LEGUMES LACTO-FERMENTES ET CANCER

 

Depuis longtemps déjà, j'expérimente différentes lacto-fermentations : kombucha, kefir, kimchi. Je suis consciente de tous les bienfaits apportés par ces cultures au cours de mon cancer. Actuellement, je m'intéresse plus spécialement aux légumes lacto-fermentés.
Alors que j'abandonne de plus en plus une alimentation animale (surtout poisson et volaille) et que j'ai arrêté depuis longtemps les céréales avec gluten et même sans gluten et les légumineuses, il est clair que les lacto-fermentations peuvent m'apporter des vitamines de choix et des nutriments intéressants. Par ailleurs, la réputation des probiotiques n'est plus à faire en ce qui concerne l'amélioration du transit intestinal et des défenses immunitaires.

Voici donc comment j'obtiens mes légumes lacto-fermentés :

J'utilise des grands bocaux de verre d'un litre avec couvercle en plastique qui se visse. En fait, je n'utilise pas le couvercle. J'ai eu la chance de trouver des pots de verre pas très hauts qui s'emboitent juste dans ces grands bocaux, c'est eux qui me servent de couvercle et en quelque sorte aussi de piston pour tasser les légumes.

Voici la façon dont je procède :

Après avoir préparé des légumes en petits dés puis en lamelles, je préfère finalement des légumes rapés qu'on peut tasser facilement et qui vont lacto-fermenter plus rapidement.
Selon les légumes, on n'obtient pas forcément beaucoup de jus, j'ai donc été obligée d'ajouter de l'eau. En fait, si l'on veut favoriser une bonne lacto-fermentation, il est vivement conseillé d'ajouter aussi du sel (le sel peut être remplacé par le jus des céleris riches en sodium qui produisent le même effet) . Il faut compter une cuillerée à soupe rase de sel par pot d'un litre. J'ai trouvé plus simple de faire tiédir de l'eau sur ma plaque électrique et de faire fondre dedans du sel gris de mer.
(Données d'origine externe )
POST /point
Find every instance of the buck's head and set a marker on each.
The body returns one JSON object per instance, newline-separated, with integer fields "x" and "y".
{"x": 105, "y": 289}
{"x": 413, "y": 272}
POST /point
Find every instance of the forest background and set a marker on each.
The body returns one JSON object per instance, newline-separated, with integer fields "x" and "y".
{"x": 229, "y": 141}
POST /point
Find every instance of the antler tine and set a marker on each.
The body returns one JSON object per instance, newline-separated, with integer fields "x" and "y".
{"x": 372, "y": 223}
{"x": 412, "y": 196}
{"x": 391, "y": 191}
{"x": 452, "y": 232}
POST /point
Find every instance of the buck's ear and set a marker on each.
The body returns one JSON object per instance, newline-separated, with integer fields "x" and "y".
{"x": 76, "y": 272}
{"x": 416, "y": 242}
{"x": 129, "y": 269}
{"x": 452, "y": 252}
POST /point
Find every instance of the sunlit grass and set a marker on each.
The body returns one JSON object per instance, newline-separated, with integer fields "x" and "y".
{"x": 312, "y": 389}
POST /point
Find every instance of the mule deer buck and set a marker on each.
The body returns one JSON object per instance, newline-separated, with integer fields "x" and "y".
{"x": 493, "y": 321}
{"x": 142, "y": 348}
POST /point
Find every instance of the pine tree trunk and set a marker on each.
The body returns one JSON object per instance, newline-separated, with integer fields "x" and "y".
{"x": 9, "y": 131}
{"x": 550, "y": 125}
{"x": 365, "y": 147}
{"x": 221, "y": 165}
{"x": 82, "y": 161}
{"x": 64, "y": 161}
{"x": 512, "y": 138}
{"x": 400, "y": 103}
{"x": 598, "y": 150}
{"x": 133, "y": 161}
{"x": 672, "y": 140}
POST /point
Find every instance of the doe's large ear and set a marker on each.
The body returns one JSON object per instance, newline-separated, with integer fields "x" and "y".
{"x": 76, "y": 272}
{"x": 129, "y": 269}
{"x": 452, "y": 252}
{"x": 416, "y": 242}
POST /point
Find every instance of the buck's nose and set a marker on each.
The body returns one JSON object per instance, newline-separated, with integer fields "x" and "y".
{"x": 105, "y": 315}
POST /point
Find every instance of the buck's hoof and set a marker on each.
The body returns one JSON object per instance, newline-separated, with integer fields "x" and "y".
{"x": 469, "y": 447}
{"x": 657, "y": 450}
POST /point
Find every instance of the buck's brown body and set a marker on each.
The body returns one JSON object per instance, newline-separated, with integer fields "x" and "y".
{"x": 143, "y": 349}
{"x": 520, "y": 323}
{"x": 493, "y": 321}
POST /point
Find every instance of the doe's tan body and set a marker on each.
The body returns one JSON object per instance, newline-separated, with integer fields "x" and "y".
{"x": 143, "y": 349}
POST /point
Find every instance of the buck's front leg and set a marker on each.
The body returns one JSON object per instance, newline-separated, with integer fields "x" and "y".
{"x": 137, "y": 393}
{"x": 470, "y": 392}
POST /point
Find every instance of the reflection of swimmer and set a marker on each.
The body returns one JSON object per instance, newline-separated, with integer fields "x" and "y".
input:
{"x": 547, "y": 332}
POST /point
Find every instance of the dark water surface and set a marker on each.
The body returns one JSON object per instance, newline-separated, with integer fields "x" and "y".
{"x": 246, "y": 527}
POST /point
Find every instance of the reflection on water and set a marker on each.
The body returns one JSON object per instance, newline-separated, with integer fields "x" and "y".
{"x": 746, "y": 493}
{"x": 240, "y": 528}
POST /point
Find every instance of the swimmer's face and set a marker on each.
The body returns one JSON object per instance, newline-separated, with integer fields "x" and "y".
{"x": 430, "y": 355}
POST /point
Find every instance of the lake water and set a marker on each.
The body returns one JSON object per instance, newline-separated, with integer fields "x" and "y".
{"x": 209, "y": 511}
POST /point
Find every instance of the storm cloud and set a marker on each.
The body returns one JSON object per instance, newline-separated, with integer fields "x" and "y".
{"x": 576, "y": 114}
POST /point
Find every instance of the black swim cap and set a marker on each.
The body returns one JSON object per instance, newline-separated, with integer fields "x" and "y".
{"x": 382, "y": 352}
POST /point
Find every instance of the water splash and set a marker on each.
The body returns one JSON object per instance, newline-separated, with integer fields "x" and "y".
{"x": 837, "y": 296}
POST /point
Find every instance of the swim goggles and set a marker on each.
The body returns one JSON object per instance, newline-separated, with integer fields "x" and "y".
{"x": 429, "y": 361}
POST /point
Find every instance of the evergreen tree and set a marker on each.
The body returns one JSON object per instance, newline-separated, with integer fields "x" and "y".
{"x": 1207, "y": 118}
Mes premiers légumes lacto-fermentés n'ont pas forcément été une réussite pour différentes raisons. Il s'est même trouvé qu'une conserve parfaitement lacto-fermentée n'a visiblement pas convenu à mon intestin. Aussi j'ai décidé de guider la lacto-fermentation de mes légumes, voici comment : j'ai ajouté à l'eau salée tiédie, le contenu d'une gélule de saccharomyces boulardii revivifiable avant de mettre le tout dans le bocal presque plein de légumes. Il faut en effet laisser une petite marge de 2 cm environ au dessus des légumes en cas de débordement. La première semaine, il n'est pas conseillé de fermer hermétiquement le couvercle et il faut poser le bocal sur une assiette. Cette première semaine, il vaut mieux maintenir la préparation à une température comprise entre environ 17° et 23°, à l'abri de la lumière. Par la suite, on peut la mettre dans un lieu plus frais mais sans obligation. Je pense qu'il vaut mieux éviter la chaleur. Une préparation lacto-fermentée peut se conserver en principe au moins un an.

Vous pouvez surveiller le bon déroulement de votre lacto-fermentation en respirant la préparation deux ou trois jours après la mise en pot. Si la préparation sent mauvais, il faut la jeter. Si elle ne sent pas mauvais vous pouvez la goûter, si elle commence à s'acidifier, c'est très bon signe.

Jusqu'ici, j'ai plutôt lacto-fermenté des bocaux de légumes mélangés : oignons, carottes, radis blancs, betterave, chou rouge, chou-fleur avec baies de genièvre, piment de Cayenne, ail... Ce sont mes essais mais je sais que de nombreuses autres possibilités existent que vous pourrez découvrir sur internet.